Vukmirović, Đuro, Radmilo Čolović, Slađana Rakita, Tea Brlek, Olivera Đuragić, and David Solà-Oriol. “Importance of Feed Structure (Particle Size) and Feed Form (Mash vs. Pellets) in Pig Nutrition – A Review.” Animal Feed Science and Technology 233 (2017): 133–44. https://doi.org/10.1016/j.anifeedsci.2017.06.016.

 

Not all feed additives are born equal

Feed additives are products that are added into an animal feed to improve its value. They are typically used to improve animal performance and welfare and consequently to optimize profitability for livestock producers.

Their purpose should not be confused with that of veterinary drugs. Feed additives provide additional benefits beyond the physiological needs of the animals and should be combined with other measures to improve production efficiency. Those measures include improvements in management, selection of genetics, and a constant review of biosecurity measures.

Several categories of feed additives exist. They all have in common that they are mixed into the feed or premix or the drinking water in relatively low inclusion rates to serve a specific purpose. Examples of feed additives are organic acids, pre- and probiotics, short and medium chained fatty acids, functional yeast products, and phytogenic feed additives. Modern feed additives also blend those different additives into combination products, increasing the value of the final products.
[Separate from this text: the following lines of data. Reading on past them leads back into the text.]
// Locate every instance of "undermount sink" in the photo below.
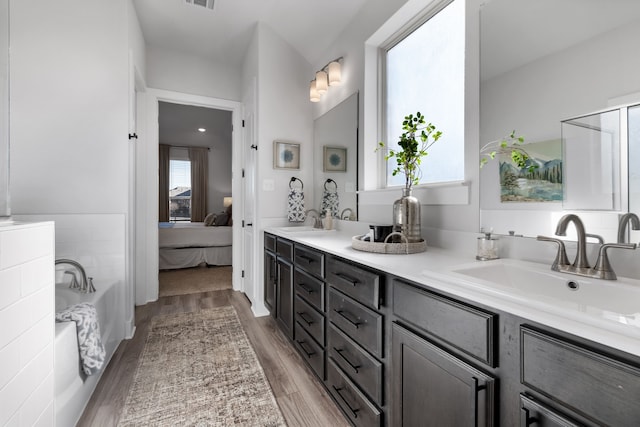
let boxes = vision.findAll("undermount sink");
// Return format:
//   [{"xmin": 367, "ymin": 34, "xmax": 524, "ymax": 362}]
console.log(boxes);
[
  {"xmin": 442, "ymin": 259, "xmax": 640, "ymax": 326},
  {"xmin": 274, "ymin": 225, "xmax": 331, "ymax": 233}
]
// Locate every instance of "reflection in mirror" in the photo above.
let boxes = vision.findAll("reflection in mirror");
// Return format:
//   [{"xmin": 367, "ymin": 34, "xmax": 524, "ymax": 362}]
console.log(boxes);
[
  {"xmin": 313, "ymin": 92, "xmax": 358, "ymax": 220},
  {"xmin": 0, "ymin": 0, "xmax": 11, "ymax": 220},
  {"xmin": 479, "ymin": 0, "xmax": 640, "ymax": 241},
  {"xmin": 562, "ymin": 110, "xmax": 621, "ymax": 210},
  {"xmin": 627, "ymin": 105, "xmax": 640, "ymax": 243}
]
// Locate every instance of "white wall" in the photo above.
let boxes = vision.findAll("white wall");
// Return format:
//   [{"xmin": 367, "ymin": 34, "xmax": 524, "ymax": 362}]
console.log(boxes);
[
  {"xmin": 0, "ymin": 222, "xmax": 55, "ymax": 426},
  {"xmin": 146, "ymin": 45, "xmax": 241, "ymax": 101}
]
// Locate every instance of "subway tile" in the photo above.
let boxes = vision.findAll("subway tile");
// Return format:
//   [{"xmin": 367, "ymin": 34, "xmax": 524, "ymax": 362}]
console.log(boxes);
[
  {"xmin": 21, "ymin": 254, "xmax": 54, "ymax": 296},
  {"xmin": 0, "ymin": 340, "xmax": 20, "ymax": 390},
  {"xmin": 20, "ymin": 371, "xmax": 54, "ymax": 426},
  {"xmin": 17, "ymin": 316, "xmax": 55, "ymax": 368},
  {"xmin": 0, "ymin": 267, "xmax": 21, "ymax": 310}
]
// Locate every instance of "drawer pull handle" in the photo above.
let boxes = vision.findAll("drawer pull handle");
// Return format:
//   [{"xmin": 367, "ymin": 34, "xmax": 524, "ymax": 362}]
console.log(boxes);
[
  {"xmin": 333, "ymin": 308, "xmax": 360, "ymax": 329},
  {"xmin": 520, "ymin": 408, "xmax": 538, "ymax": 427},
  {"xmin": 298, "ymin": 255, "xmax": 314, "ymax": 264},
  {"xmin": 298, "ymin": 311, "xmax": 313, "ymax": 326},
  {"xmin": 472, "ymin": 377, "xmax": 487, "ymax": 427},
  {"xmin": 298, "ymin": 283, "xmax": 314, "ymax": 295},
  {"xmin": 335, "ymin": 273, "xmax": 358, "ymax": 286},
  {"xmin": 331, "ymin": 385, "xmax": 360, "ymax": 418},
  {"xmin": 333, "ymin": 347, "xmax": 361, "ymax": 374},
  {"xmin": 296, "ymin": 340, "xmax": 316, "ymax": 359}
]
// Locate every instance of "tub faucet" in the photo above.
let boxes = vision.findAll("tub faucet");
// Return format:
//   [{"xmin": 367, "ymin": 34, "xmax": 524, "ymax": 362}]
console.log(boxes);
[
  {"xmin": 305, "ymin": 209, "xmax": 322, "ymax": 228},
  {"xmin": 55, "ymin": 258, "xmax": 96, "ymax": 293},
  {"xmin": 618, "ymin": 212, "xmax": 640, "ymax": 243}
]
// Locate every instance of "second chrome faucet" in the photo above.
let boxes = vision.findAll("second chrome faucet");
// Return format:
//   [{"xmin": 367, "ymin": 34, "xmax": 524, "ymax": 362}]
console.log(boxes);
[{"xmin": 538, "ymin": 214, "xmax": 637, "ymax": 280}]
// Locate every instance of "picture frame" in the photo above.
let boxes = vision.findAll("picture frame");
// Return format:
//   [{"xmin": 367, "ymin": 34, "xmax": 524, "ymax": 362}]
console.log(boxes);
[
  {"xmin": 322, "ymin": 145, "xmax": 347, "ymax": 172},
  {"xmin": 273, "ymin": 141, "xmax": 300, "ymax": 170}
]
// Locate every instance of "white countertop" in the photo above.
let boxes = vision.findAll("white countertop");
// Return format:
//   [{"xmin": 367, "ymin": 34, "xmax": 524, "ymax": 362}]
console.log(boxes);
[{"xmin": 265, "ymin": 227, "xmax": 640, "ymax": 356}]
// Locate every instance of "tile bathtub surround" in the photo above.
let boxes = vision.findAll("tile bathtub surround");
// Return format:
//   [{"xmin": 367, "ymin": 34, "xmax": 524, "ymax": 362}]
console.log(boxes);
[{"xmin": 0, "ymin": 222, "xmax": 55, "ymax": 425}]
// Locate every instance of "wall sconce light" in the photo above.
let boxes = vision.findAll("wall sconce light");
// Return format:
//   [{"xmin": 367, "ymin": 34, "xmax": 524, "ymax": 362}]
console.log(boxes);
[{"xmin": 309, "ymin": 56, "xmax": 343, "ymax": 102}]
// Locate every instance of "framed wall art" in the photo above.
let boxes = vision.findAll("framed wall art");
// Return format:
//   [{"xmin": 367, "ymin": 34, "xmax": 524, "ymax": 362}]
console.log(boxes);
[
  {"xmin": 322, "ymin": 145, "xmax": 347, "ymax": 172},
  {"xmin": 273, "ymin": 141, "xmax": 300, "ymax": 169}
]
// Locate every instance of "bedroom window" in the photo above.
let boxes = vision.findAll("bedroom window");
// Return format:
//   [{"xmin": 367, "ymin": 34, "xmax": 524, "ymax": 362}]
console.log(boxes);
[
  {"xmin": 169, "ymin": 160, "xmax": 191, "ymax": 222},
  {"xmin": 382, "ymin": 0, "xmax": 465, "ymax": 186}
]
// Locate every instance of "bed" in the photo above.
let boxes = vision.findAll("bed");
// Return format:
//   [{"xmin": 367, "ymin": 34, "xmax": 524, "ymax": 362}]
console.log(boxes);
[{"xmin": 158, "ymin": 222, "xmax": 233, "ymax": 270}]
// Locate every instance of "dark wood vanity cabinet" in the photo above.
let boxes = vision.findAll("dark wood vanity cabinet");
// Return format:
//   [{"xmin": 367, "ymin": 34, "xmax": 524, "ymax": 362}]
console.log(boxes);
[{"xmin": 265, "ymin": 236, "xmax": 640, "ymax": 427}]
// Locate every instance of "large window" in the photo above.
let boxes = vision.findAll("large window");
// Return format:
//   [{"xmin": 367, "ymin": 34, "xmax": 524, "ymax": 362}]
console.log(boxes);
[
  {"xmin": 383, "ymin": 0, "xmax": 465, "ymax": 186},
  {"xmin": 169, "ymin": 160, "xmax": 191, "ymax": 221}
]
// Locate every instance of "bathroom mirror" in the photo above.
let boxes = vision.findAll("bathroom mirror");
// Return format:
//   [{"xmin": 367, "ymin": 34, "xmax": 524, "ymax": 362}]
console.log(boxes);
[
  {"xmin": 479, "ymin": 0, "xmax": 640, "ymax": 241},
  {"xmin": 313, "ymin": 92, "xmax": 358, "ymax": 220},
  {"xmin": 0, "ymin": 0, "xmax": 11, "ymax": 221}
]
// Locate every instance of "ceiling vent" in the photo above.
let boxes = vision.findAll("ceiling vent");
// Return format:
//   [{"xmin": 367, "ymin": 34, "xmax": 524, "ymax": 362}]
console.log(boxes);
[{"xmin": 185, "ymin": 0, "xmax": 215, "ymax": 10}]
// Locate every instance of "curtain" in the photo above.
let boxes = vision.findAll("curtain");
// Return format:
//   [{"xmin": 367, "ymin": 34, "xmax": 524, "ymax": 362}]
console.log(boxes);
[
  {"xmin": 158, "ymin": 144, "xmax": 171, "ymax": 222},
  {"xmin": 189, "ymin": 147, "xmax": 209, "ymax": 222}
]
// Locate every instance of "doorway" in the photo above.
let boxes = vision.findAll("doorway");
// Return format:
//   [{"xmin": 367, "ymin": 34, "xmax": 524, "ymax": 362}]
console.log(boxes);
[{"xmin": 136, "ymin": 89, "xmax": 243, "ymax": 305}]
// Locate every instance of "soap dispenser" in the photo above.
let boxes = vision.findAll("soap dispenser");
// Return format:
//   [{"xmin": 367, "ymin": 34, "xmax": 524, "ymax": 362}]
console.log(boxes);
[{"xmin": 476, "ymin": 229, "xmax": 500, "ymax": 261}]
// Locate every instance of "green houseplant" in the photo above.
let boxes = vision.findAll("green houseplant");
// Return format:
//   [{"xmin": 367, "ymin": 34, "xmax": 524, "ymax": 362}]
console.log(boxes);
[
  {"xmin": 378, "ymin": 111, "xmax": 442, "ymax": 189},
  {"xmin": 378, "ymin": 111, "xmax": 442, "ymax": 244}
]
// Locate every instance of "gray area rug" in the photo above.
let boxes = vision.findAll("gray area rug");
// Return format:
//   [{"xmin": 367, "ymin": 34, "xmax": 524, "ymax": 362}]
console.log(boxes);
[
  {"xmin": 158, "ymin": 265, "xmax": 233, "ymax": 297},
  {"xmin": 118, "ymin": 306, "xmax": 286, "ymax": 427}
]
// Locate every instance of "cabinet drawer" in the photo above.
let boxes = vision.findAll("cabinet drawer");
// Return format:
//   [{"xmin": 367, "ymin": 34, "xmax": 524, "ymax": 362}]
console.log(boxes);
[
  {"xmin": 520, "ymin": 326, "xmax": 640, "ymax": 426},
  {"xmin": 293, "ymin": 245, "xmax": 324, "ymax": 278},
  {"xmin": 295, "ymin": 296, "xmax": 324, "ymax": 347},
  {"xmin": 520, "ymin": 394, "xmax": 582, "ymax": 427},
  {"xmin": 393, "ymin": 281, "xmax": 498, "ymax": 367},
  {"xmin": 326, "ymin": 258, "xmax": 380, "ymax": 310},
  {"xmin": 276, "ymin": 237, "xmax": 293, "ymax": 261},
  {"xmin": 264, "ymin": 233, "xmax": 276, "ymax": 252},
  {"xmin": 327, "ymin": 325, "xmax": 382, "ymax": 405},
  {"xmin": 329, "ymin": 288, "xmax": 382, "ymax": 357},
  {"xmin": 327, "ymin": 359, "xmax": 382, "ymax": 427},
  {"xmin": 294, "ymin": 268, "xmax": 324, "ymax": 311},
  {"xmin": 295, "ymin": 322, "xmax": 324, "ymax": 381}
]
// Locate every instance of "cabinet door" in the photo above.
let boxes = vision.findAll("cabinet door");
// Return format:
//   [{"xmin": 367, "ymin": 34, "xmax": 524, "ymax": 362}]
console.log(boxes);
[
  {"xmin": 390, "ymin": 324, "xmax": 495, "ymax": 427},
  {"xmin": 264, "ymin": 251, "xmax": 278, "ymax": 317},
  {"xmin": 276, "ymin": 259, "xmax": 293, "ymax": 338}
]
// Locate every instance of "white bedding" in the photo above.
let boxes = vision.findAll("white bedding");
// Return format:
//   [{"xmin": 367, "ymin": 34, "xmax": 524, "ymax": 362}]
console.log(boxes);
[{"xmin": 158, "ymin": 222, "xmax": 233, "ymax": 249}]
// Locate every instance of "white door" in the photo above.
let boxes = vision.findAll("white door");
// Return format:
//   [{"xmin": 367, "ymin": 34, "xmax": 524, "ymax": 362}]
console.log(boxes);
[{"xmin": 242, "ymin": 86, "xmax": 257, "ymax": 304}]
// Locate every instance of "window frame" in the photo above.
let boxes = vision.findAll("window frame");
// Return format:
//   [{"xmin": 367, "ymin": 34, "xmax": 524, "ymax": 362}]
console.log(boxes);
[{"xmin": 377, "ymin": 0, "xmax": 467, "ymax": 189}]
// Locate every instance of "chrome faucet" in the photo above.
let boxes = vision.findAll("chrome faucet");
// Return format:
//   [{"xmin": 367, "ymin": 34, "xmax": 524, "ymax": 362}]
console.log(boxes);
[
  {"xmin": 305, "ymin": 209, "xmax": 322, "ymax": 228},
  {"xmin": 618, "ymin": 212, "xmax": 640, "ymax": 243},
  {"xmin": 556, "ymin": 214, "xmax": 589, "ymax": 271},
  {"xmin": 55, "ymin": 258, "xmax": 96, "ymax": 293},
  {"xmin": 538, "ymin": 214, "xmax": 637, "ymax": 280},
  {"xmin": 340, "ymin": 208, "xmax": 353, "ymax": 221}
]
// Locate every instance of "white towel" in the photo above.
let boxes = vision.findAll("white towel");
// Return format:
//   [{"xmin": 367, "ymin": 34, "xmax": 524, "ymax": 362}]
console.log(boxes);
[
  {"xmin": 287, "ymin": 188, "xmax": 307, "ymax": 222},
  {"xmin": 56, "ymin": 302, "xmax": 106, "ymax": 375}
]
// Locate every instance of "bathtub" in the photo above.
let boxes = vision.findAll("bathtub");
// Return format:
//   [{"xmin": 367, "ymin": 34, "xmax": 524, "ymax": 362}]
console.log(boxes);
[{"xmin": 54, "ymin": 282, "xmax": 123, "ymax": 427}]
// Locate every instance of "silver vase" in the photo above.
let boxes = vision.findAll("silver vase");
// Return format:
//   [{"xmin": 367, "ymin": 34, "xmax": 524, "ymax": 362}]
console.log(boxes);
[{"xmin": 393, "ymin": 188, "xmax": 422, "ymax": 243}]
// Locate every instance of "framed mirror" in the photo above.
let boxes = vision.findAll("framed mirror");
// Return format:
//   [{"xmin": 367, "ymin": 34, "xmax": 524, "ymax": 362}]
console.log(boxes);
[
  {"xmin": 0, "ymin": 0, "xmax": 11, "ymax": 220},
  {"xmin": 480, "ymin": 0, "xmax": 640, "ymax": 241},
  {"xmin": 313, "ymin": 92, "xmax": 358, "ymax": 220}
]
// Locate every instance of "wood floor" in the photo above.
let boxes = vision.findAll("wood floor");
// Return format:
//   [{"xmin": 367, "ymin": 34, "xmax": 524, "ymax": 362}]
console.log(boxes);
[{"xmin": 78, "ymin": 290, "xmax": 349, "ymax": 427}]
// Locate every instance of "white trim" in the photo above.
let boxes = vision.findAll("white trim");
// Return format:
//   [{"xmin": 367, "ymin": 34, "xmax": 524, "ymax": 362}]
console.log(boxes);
[{"xmin": 136, "ymin": 88, "xmax": 242, "ymax": 305}]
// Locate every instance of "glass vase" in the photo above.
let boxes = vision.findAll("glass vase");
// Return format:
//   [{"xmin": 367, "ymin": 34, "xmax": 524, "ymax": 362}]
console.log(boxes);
[{"xmin": 393, "ymin": 188, "xmax": 422, "ymax": 243}]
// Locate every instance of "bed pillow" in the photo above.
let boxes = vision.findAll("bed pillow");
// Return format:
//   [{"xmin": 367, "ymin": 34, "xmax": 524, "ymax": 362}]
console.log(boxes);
[
  {"xmin": 204, "ymin": 214, "xmax": 216, "ymax": 227},
  {"xmin": 213, "ymin": 213, "xmax": 229, "ymax": 226}
]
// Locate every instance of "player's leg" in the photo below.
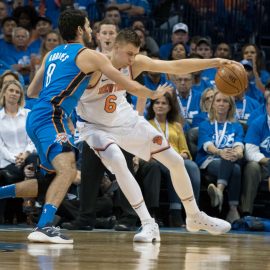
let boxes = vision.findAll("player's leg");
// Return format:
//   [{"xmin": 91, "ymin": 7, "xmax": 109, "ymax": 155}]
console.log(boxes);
[
  {"xmin": 99, "ymin": 144, "xmax": 160, "ymax": 242},
  {"xmin": 153, "ymin": 148, "xmax": 231, "ymax": 234},
  {"xmin": 28, "ymin": 152, "xmax": 77, "ymax": 243},
  {"xmin": 62, "ymin": 142, "xmax": 105, "ymax": 230},
  {"xmin": 0, "ymin": 179, "xmax": 38, "ymax": 199}
]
Phytogenic feed additives are a sub-category of additives containing phytomolecules, active ingredients which originate from plants and provide a unique set of characteristics. These molecules are produced by plants to protect themselves from molds, yeasts, bacteria, and other harmful organisms. Depending on the type of molecule, phytomolecules have different properties, ranging from antimicrobial to antioxidant and anti-inflammatory.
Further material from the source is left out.